My Driveway Circa 2014

First, I must have a period of time with no sick kid, no broken garbage disposal, no dying dog, no sewer leak in my living room, no auto accident, no disease carrying rodents in my back yard and no gem falling out of my wedding band . . . plus a stretch of the calendar containing consistent visits to the gym.

Next, I examine goals from my carousel of pending projects.  Landscaping the front yard?  Not enough cash flow.  Panting the back porch?  Tired of home improvement.    Cleaning out my husband’s closet?  Why bother.  He doesn’t care and it will look the same in a few weeks.  Find my growing five year old a new wardrobe?  I just did that last month.  She can get away with those shorts a few more weeks.  Work on my next screenplay?  Hmmm.  I really want to.  I really, really want to.

Third, I ask myself, “Is it feasible?”  Is this something I can really take on at this time?  Can I finish it?  This is the most important step of the process.    Once I pass this step I cannot stop until the goal is accomplished or I have died trying.  Emotional funerals have taken up so much of my time.  Many times I have selected “Write My Next Screenplay,” grown fearful that I would not be able to complete it, and to avoid the emotional funeral, I returned it to the project queue.

This time I said yes.

I am now entering “Tunnel Vision.”  I have accepted obsession with the goal.  When I select the project I will complete I cannot rest until it is done.  Even when I have determined I need a break, I Google incessantly for an answer.  Or conduct yet another search on Amazon because if I discern the right key word I will magically discover the perfect product that is the right size, color and price.

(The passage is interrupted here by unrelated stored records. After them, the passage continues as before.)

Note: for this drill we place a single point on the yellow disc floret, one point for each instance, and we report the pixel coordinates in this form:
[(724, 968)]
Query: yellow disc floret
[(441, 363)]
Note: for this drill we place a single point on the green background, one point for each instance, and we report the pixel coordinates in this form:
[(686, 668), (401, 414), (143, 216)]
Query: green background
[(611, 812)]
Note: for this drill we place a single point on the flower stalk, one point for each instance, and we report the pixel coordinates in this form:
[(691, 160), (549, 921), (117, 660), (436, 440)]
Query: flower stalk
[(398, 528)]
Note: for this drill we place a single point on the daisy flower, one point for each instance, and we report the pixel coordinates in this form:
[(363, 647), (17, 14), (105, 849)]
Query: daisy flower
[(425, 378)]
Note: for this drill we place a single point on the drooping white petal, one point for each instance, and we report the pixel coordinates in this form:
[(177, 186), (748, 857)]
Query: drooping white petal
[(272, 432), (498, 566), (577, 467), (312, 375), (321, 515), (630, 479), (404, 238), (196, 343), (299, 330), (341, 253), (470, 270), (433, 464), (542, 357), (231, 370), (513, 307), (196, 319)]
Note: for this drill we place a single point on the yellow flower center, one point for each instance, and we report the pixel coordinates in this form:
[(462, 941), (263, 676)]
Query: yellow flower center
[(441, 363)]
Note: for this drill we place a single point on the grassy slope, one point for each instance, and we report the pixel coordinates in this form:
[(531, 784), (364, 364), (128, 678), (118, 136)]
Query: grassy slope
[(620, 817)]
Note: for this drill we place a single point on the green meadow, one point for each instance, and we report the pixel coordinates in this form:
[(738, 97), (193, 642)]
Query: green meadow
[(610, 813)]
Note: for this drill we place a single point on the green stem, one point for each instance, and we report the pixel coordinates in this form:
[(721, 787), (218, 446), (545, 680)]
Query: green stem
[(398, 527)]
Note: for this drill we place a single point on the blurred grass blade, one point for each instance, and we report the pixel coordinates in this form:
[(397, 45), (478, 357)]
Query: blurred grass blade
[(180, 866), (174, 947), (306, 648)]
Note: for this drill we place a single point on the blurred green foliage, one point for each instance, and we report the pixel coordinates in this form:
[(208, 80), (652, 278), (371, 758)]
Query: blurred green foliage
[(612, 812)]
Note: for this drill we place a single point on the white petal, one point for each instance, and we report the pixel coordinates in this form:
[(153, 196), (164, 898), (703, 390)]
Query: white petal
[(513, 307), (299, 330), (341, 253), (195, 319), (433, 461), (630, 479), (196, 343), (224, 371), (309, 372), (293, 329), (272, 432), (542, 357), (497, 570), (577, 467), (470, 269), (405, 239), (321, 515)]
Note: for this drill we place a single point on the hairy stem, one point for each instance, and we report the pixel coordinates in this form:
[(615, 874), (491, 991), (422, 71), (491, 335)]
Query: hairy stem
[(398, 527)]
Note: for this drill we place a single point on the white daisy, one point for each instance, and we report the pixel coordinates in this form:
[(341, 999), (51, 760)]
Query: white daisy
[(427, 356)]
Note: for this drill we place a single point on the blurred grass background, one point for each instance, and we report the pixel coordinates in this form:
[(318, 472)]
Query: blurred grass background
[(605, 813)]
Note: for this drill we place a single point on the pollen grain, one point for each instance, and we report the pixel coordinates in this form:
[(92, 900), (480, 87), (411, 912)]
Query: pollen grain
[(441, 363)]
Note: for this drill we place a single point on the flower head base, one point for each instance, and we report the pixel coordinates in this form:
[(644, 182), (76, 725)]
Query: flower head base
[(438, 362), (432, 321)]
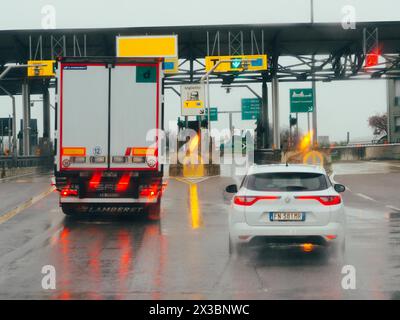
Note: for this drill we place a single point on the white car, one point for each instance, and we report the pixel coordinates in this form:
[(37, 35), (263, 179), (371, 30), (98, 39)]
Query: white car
[(287, 204)]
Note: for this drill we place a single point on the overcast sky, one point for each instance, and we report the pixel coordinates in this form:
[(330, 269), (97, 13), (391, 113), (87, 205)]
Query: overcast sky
[(342, 106)]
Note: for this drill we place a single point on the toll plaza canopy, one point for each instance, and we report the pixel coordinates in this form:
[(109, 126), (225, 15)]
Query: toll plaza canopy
[(325, 51)]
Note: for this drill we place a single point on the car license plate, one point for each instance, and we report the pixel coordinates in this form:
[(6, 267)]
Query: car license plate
[(287, 216)]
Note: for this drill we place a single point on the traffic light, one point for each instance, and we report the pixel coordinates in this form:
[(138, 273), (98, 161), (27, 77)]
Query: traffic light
[(292, 121), (372, 58)]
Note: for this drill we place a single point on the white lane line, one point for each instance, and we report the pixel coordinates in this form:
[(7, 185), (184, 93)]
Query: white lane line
[(10, 214), (393, 208), (365, 197)]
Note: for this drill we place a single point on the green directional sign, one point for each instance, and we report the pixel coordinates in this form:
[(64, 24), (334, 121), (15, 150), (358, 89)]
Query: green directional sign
[(213, 114), (236, 63), (301, 100), (251, 109)]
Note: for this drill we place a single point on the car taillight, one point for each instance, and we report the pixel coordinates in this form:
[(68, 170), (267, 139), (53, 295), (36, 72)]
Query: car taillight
[(123, 183), (325, 200), (250, 200), (69, 192)]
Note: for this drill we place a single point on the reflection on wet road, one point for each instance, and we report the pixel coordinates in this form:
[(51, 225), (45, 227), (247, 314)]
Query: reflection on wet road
[(185, 255)]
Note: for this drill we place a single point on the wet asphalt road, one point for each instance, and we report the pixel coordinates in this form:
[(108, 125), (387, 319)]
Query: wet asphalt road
[(185, 255)]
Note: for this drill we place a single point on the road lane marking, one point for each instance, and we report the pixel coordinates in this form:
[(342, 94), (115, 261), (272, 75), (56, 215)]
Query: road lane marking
[(393, 208), (12, 213), (365, 197)]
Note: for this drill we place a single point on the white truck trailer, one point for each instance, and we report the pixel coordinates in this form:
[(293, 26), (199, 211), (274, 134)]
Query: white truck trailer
[(107, 115)]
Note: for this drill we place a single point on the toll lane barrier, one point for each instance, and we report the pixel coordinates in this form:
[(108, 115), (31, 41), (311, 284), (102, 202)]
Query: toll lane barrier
[(369, 152)]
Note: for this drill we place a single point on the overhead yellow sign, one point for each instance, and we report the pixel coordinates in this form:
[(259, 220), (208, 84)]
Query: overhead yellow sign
[(147, 46), (171, 65), (237, 63), (41, 68)]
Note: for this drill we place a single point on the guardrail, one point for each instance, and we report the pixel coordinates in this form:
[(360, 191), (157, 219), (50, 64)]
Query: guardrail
[(365, 152)]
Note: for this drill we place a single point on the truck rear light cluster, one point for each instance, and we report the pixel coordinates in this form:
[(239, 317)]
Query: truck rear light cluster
[(95, 180), (138, 159), (325, 200), (123, 183), (100, 159), (67, 192), (78, 159), (250, 200), (119, 159)]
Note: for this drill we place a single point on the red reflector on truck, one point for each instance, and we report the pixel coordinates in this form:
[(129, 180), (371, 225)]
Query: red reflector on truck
[(143, 151), (74, 151), (149, 191)]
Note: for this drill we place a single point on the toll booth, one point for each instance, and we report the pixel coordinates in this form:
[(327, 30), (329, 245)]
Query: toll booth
[(33, 136)]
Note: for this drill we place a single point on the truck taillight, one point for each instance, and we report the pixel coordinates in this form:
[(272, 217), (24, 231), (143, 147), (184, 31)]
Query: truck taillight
[(95, 180), (97, 159), (67, 192), (138, 159), (149, 191), (119, 159), (123, 183), (78, 159)]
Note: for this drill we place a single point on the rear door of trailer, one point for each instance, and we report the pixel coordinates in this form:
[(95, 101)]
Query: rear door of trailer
[(107, 113), (134, 116)]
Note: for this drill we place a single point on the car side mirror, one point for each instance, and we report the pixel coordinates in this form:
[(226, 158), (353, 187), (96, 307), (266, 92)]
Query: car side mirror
[(339, 188), (231, 188)]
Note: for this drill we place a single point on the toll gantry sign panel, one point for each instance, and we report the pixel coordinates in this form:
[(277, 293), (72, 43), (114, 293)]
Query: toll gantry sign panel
[(147, 46), (237, 63), (41, 68), (251, 108), (301, 100), (192, 100)]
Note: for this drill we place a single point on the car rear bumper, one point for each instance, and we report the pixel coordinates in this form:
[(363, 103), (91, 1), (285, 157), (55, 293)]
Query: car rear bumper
[(241, 232)]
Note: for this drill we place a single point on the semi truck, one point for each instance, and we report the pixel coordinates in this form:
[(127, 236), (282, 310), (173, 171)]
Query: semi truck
[(108, 115)]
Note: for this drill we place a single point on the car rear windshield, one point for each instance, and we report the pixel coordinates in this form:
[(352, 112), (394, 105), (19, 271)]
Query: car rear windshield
[(286, 181)]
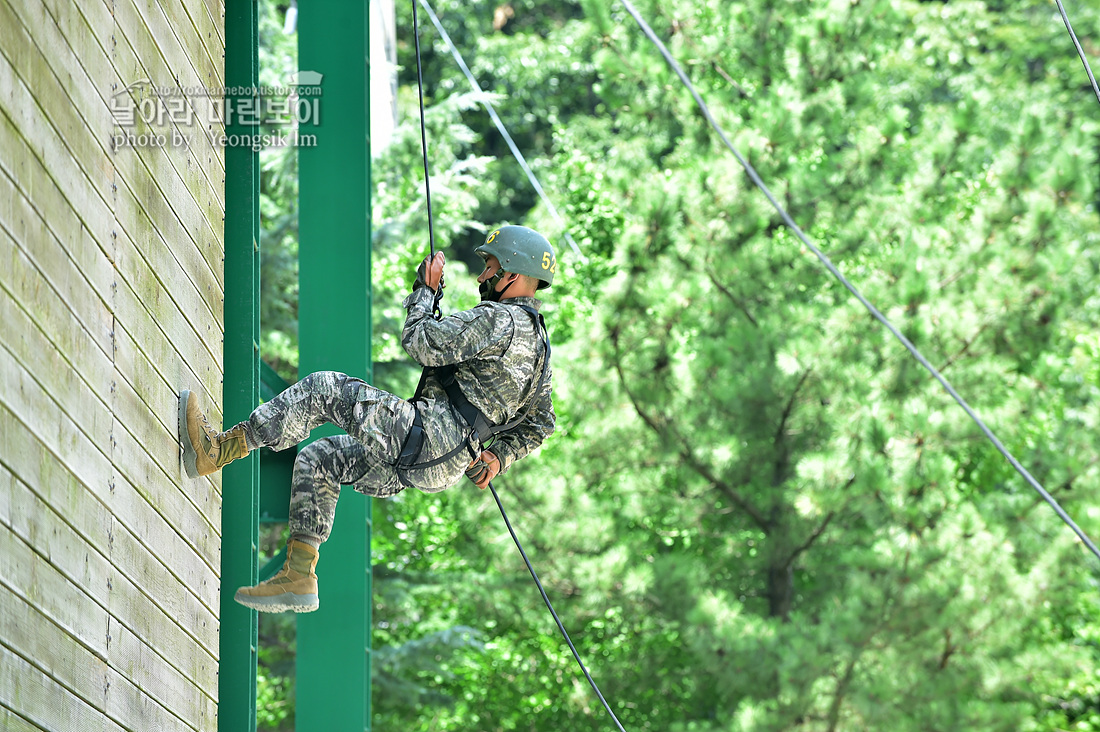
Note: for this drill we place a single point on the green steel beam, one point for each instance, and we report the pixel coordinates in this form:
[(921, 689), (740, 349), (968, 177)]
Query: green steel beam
[(333, 670), (237, 680)]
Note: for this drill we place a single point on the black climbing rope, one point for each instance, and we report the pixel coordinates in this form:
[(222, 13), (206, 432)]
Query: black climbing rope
[(424, 133), (550, 607), (836, 273), (431, 243)]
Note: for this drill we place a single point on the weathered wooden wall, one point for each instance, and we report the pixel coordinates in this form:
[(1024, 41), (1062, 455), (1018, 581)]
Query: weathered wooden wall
[(110, 301)]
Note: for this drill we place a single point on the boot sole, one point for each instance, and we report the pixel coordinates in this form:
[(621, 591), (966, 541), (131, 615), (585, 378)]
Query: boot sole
[(284, 602), (189, 456)]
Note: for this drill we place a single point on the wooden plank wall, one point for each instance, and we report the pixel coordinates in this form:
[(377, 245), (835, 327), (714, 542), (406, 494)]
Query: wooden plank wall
[(110, 301)]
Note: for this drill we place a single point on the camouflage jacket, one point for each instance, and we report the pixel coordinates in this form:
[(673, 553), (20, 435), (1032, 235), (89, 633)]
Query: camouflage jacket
[(498, 354)]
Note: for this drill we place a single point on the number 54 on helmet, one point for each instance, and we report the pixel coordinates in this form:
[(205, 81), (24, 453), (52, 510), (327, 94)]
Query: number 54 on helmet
[(523, 251)]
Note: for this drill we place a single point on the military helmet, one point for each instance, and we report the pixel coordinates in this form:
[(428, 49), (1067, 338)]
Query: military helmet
[(523, 251)]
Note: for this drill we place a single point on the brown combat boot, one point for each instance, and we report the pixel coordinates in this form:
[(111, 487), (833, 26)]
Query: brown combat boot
[(294, 588), (205, 450)]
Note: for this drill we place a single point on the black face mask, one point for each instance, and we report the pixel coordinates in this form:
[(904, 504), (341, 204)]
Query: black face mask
[(487, 288)]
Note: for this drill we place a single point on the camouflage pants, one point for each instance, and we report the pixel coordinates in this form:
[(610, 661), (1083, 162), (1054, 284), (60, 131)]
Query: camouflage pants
[(376, 424)]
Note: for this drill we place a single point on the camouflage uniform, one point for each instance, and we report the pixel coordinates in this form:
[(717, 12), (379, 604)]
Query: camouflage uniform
[(498, 356)]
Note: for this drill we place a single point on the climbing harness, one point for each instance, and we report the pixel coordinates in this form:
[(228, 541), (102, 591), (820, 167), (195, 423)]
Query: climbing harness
[(836, 273), (481, 427)]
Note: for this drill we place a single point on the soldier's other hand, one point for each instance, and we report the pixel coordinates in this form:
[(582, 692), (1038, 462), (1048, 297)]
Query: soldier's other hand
[(484, 469), (430, 272)]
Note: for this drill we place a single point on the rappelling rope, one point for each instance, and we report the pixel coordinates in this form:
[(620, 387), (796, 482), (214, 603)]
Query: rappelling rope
[(424, 141), (873, 310), (550, 607), (424, 133), (504, 132)]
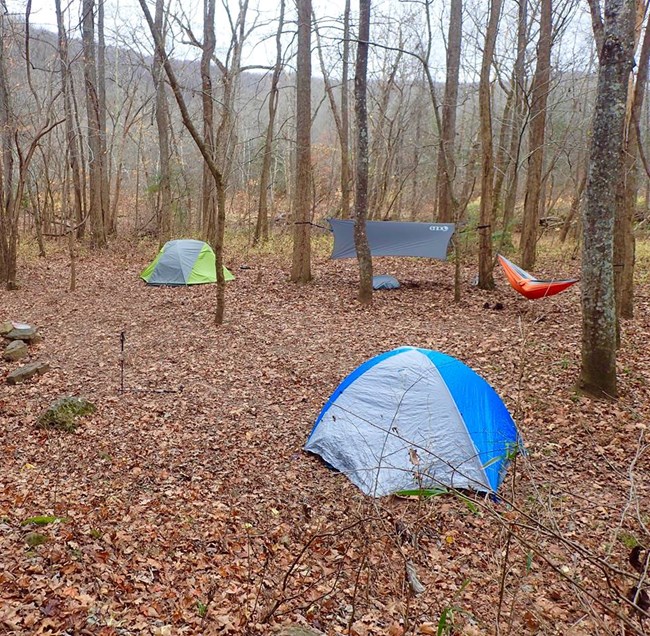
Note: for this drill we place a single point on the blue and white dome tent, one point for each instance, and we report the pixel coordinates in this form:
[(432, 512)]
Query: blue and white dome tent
[(414, 418)]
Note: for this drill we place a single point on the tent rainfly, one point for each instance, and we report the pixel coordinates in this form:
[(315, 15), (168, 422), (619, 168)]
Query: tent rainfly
[(393, 238), (414, 418), (183, 262)]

When I am writing a script I become Charles Schulz-ish—always thinking about my story, my characters, my next scene.  When my husband was in graduate school I wrote my first full-length script.  I would work a day job, eat supper and sit down at the computer for an hour.  I had to sit there for at least an hour.  Sometimes it would turn into three.  On the weekends I would write for several hours each day.  After three months I was ¾ finished but completely dried up.  I would do the time at the screen but no words would flow.  I had a scene-by-scene outline but I could not squeeze out a syllable.  I peeped my head out of Tunnel Vision to realize I had no social interactions with any of my girlfriends for 90 days.   I declared a week off and hung out with one friend each night.  After that, I forced myself to take a night off each week to hang.  I had to keep the verbiage flowing.

Pine Tree Arch, Arches National Park

Pine Tree Arch, Arches National Park

And that is what I am afraid of.  Not that the text will allude me but that I will disconnect from my life.  Tunnel vision is the solution to immense projects when you have no house, no dog, no child, no business and no bi-weekly blog to write.  I want to live in my story and get it down but I am fearful my friends will feel I only want them around to prevent the writers disease which must-not-be-named.  I dread the idea that I will be even more impatient with my daughter.  I wonder if my husband will still want to date me if every dinner is a brainstorming session for my current plot point.

My fears may be crazy or they may be real, but there is a way to keep them from coming to pass.

Discipline.

And so I have forced myself to put away my scene-by-scene outline to write this blog entry –a day or so late is better than never.  Before I return to the land of my meticulously crafted 4th grader characters, I will eat dinner with my family.

Maybe they can help me with the scene about the family dinner.